On Alderney, it was only necessary (or so he had told me once while chatting about crime, at St. Tancred's annual Flower Show), in order to bring down the full power of the law, to stand in the middle of the town square and cry “Haroo, haroo, mon prince. On me fait tort!" This was called the "hue and cry," and meant, in essence, "Attention, my Prince, someone is torting me!” Or, in other words, committing a crime against me.

"And how are you, my little pelican?" Max asked, canting his head like a magpie awaiting a crumb of response even before it was offered.

"I'm all right," I said warily, remembering that Daffy had once told me that Max was like one of those spiders that paralyzed you with a bite, and didn't quit until he had sucked the last drop of juice from your life—and from the life of your family.

"And your father, the good Colonel?"

"He's keeping busy, what with one thing and another," I said. I felt my heart give a flip-flop in my breast.

"That Miss Ophelia, now," he asked. "Is she still painting her face like Jezebel and admiring herself in the tea service?"

This was too close to home, even for me.
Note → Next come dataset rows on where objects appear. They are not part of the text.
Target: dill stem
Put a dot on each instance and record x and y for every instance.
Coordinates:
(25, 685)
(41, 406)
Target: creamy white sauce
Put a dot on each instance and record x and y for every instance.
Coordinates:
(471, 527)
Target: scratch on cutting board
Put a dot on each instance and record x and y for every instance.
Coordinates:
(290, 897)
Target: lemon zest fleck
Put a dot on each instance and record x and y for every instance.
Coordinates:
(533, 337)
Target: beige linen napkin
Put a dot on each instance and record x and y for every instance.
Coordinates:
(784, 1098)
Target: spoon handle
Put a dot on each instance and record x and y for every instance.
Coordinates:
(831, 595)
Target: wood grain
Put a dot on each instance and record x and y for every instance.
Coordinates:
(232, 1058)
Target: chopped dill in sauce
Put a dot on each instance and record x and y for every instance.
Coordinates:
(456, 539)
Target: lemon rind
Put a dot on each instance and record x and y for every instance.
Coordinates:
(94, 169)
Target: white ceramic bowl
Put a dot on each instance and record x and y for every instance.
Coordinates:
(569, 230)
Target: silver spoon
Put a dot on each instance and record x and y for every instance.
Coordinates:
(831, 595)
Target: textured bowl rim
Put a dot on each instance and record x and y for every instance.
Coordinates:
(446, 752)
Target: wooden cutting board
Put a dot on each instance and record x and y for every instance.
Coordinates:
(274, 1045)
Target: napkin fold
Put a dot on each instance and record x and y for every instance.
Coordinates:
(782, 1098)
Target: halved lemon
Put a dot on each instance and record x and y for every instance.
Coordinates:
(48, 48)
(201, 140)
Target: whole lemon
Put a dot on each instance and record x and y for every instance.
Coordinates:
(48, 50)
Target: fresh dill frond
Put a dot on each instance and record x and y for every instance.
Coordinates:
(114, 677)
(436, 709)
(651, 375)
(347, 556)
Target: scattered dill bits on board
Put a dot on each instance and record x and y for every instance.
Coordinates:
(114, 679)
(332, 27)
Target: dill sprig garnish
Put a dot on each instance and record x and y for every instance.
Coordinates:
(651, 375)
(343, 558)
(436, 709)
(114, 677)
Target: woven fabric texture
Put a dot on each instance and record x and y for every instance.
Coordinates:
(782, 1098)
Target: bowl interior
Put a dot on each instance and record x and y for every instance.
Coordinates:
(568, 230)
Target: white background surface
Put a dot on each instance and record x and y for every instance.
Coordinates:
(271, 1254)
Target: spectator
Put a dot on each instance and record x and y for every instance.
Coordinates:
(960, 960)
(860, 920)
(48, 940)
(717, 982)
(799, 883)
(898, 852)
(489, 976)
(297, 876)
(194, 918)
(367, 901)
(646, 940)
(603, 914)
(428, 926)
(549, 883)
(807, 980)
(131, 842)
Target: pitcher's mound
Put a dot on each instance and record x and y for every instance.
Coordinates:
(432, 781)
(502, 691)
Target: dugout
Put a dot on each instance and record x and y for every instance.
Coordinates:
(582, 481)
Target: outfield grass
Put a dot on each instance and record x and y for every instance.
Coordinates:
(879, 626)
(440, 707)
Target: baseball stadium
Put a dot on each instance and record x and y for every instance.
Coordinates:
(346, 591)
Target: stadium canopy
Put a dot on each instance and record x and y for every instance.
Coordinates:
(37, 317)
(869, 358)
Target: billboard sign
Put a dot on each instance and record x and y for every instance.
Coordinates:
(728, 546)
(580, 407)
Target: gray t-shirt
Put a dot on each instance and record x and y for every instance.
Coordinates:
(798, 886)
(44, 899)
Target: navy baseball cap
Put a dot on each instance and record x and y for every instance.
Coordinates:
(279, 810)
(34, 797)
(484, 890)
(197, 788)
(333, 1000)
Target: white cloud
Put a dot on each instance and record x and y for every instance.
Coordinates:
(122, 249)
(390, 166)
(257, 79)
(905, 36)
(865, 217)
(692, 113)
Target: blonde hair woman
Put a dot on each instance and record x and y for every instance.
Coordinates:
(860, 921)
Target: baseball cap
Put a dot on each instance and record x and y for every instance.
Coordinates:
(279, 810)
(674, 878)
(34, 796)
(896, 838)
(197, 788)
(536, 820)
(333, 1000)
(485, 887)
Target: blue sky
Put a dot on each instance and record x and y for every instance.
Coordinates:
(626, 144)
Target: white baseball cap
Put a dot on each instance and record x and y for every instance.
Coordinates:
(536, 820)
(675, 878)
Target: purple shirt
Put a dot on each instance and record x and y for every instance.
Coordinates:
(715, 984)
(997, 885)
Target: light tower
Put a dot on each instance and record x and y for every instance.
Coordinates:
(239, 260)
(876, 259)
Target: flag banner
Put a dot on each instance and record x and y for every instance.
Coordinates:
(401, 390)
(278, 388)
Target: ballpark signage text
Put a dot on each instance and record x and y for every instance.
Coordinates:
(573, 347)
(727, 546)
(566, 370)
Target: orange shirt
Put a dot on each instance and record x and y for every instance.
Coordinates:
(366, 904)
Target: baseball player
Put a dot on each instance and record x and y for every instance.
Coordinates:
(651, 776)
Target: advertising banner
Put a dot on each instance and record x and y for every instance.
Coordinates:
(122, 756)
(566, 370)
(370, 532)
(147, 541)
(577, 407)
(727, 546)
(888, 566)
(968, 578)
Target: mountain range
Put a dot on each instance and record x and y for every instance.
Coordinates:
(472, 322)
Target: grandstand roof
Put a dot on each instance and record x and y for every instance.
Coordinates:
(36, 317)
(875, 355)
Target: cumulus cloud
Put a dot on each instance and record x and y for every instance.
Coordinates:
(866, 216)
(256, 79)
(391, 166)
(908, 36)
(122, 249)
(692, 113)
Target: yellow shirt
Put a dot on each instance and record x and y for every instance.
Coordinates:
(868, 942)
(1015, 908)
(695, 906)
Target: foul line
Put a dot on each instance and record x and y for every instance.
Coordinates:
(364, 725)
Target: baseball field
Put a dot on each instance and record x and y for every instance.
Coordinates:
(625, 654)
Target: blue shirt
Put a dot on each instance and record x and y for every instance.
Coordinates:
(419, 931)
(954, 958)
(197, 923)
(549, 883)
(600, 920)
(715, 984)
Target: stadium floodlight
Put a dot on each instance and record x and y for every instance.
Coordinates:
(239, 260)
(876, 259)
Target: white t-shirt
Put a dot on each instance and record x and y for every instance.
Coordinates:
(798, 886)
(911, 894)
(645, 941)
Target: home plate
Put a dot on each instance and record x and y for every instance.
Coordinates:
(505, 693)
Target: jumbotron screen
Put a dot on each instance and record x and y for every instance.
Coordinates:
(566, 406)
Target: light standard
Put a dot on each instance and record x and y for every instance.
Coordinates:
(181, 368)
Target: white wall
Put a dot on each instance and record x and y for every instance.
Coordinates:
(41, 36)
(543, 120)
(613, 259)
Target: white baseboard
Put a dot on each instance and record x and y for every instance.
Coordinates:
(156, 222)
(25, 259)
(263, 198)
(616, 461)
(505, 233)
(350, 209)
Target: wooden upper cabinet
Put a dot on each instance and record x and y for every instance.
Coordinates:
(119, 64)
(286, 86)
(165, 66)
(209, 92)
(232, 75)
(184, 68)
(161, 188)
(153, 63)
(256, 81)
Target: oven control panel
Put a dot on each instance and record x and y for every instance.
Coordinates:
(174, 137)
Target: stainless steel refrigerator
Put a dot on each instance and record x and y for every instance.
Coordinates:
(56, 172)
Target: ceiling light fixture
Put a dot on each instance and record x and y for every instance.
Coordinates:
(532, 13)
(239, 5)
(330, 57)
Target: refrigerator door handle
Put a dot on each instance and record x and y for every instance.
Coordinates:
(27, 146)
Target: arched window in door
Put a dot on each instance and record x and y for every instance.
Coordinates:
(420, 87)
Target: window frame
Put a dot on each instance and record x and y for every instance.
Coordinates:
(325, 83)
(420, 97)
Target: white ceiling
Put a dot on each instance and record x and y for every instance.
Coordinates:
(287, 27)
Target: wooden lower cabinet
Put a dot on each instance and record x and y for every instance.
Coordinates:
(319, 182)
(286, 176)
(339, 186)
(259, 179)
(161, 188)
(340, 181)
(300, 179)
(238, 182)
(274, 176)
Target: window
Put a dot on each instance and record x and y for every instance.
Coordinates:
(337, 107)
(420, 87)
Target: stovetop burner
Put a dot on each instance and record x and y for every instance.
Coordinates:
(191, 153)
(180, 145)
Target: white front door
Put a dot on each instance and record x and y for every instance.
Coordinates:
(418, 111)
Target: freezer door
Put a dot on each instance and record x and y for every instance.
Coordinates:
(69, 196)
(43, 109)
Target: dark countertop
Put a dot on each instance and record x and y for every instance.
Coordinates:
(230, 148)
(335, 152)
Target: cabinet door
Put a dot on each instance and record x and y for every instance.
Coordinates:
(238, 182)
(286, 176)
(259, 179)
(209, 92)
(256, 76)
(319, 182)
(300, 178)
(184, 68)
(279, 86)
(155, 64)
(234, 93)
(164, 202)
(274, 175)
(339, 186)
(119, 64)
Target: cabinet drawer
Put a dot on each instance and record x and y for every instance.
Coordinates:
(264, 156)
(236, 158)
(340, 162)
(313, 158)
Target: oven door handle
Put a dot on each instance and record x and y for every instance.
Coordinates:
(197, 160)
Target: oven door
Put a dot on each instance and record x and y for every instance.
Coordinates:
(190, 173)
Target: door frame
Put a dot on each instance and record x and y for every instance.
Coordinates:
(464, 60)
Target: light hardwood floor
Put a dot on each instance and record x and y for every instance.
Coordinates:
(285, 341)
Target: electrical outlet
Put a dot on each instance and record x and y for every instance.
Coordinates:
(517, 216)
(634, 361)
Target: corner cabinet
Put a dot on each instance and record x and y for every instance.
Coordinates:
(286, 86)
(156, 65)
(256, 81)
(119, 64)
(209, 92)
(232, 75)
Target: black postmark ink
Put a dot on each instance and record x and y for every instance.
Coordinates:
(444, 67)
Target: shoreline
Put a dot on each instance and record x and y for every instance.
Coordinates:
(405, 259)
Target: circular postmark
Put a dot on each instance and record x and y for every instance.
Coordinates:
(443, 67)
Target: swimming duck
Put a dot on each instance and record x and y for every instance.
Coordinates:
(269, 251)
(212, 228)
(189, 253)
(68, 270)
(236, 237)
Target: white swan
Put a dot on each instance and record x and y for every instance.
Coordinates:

It was none of his business, but I knew that Maximilian could fly into a towering rage at the drop of a hat. Feely sometimes referred to him behind his back as “Rumpelstiltskin,” and Daffy as “Alexander Pope—or lower.”

Still, I had found Maximilian, in spite of his repellent habits, and perhaps because of our similarity in stature, occasionally to be an interesting and informative conversationalist—just so long as you didn't mistake his diminutive size for weakness.

"She's very well, thank you," I said. "Her complexion was quite lovely this morning."

I did not add “maddeningly.”

"Max," I asked, before he could wedge in another question, "do you think I could ever learn to play that little toccata by Paradisi?"

"No," he said, without an instant's hesitation. "Your hands are not the hands of a great artist. They are the hands of a poisoner."

I grinned. This was our little joke. And it was obvious that he had not yet learned of the murder at Buckshaw.

"And the other one?" he asked. "Daphne. the slow sister?"

"Slow" was a reference to Daffy's prowess, or lack of it, at the piano: an endless, painful quest to place unwilling fingers upon keys that seemed to shy away from her touch. Daffy's battle with the instrument was one of the hen pitted against the fox, a losing battle that always ended in tears. And yet, because Father insisted upon it, the war went on.

One day when I found her sobbing on the bench with her head on the closed piano lid, I had whispered, “Give it up, Daff,” and she had flown at me like a fighting cock.

I had even tried encouragement. Whenever I heard her at the Broadwood, I would drift into the drawing room, lean against the piano, and gaze off into the distance as if her playing had enchanted me. Usually she ignored me, but once when I said, “What a lovely piece that is! What's it called?” she had almost slammed the lid on my fingers.

"The scale of G major!" she had shrieked, and fled the room.

Buckshaw was not an easy place in which to live.

"She's well," I said. "Reading Dickens like billy-ho. Can't get a word out of her."

"Ah," Maximilian said. "Dear old Dickens."

He didn't seem to be able to think of anything further on that topic, and I dived into the momentary silence.

"Max," I said. "You're a man of the world—"

At this he preened himself, and puffed up to whatever little height he could muster.

"Not just a man of the world—a boulevardier," he said.

"Exactly," I said, wondering what the word meant. "Have you ever visited Stavanger?" It would save me looking it up in the atlas.

"What? Stavanger in Norway?"


"SNAP!" I almost shouted aloud. Horace Bonepenny had been in Norway! I took a deep breath to recover myself, hoping it would be mistaken for impatience.

"Of course in Norway," I said condescendingly. "Are there other Stavangers?"

For a moment I thought he was onto me. His eyes narrowed and I felt a chill as the thunderclouds of a Maximilian tantrum blew across the sun. But then he gave a tiny giggle, like springwater gurgling into a glass.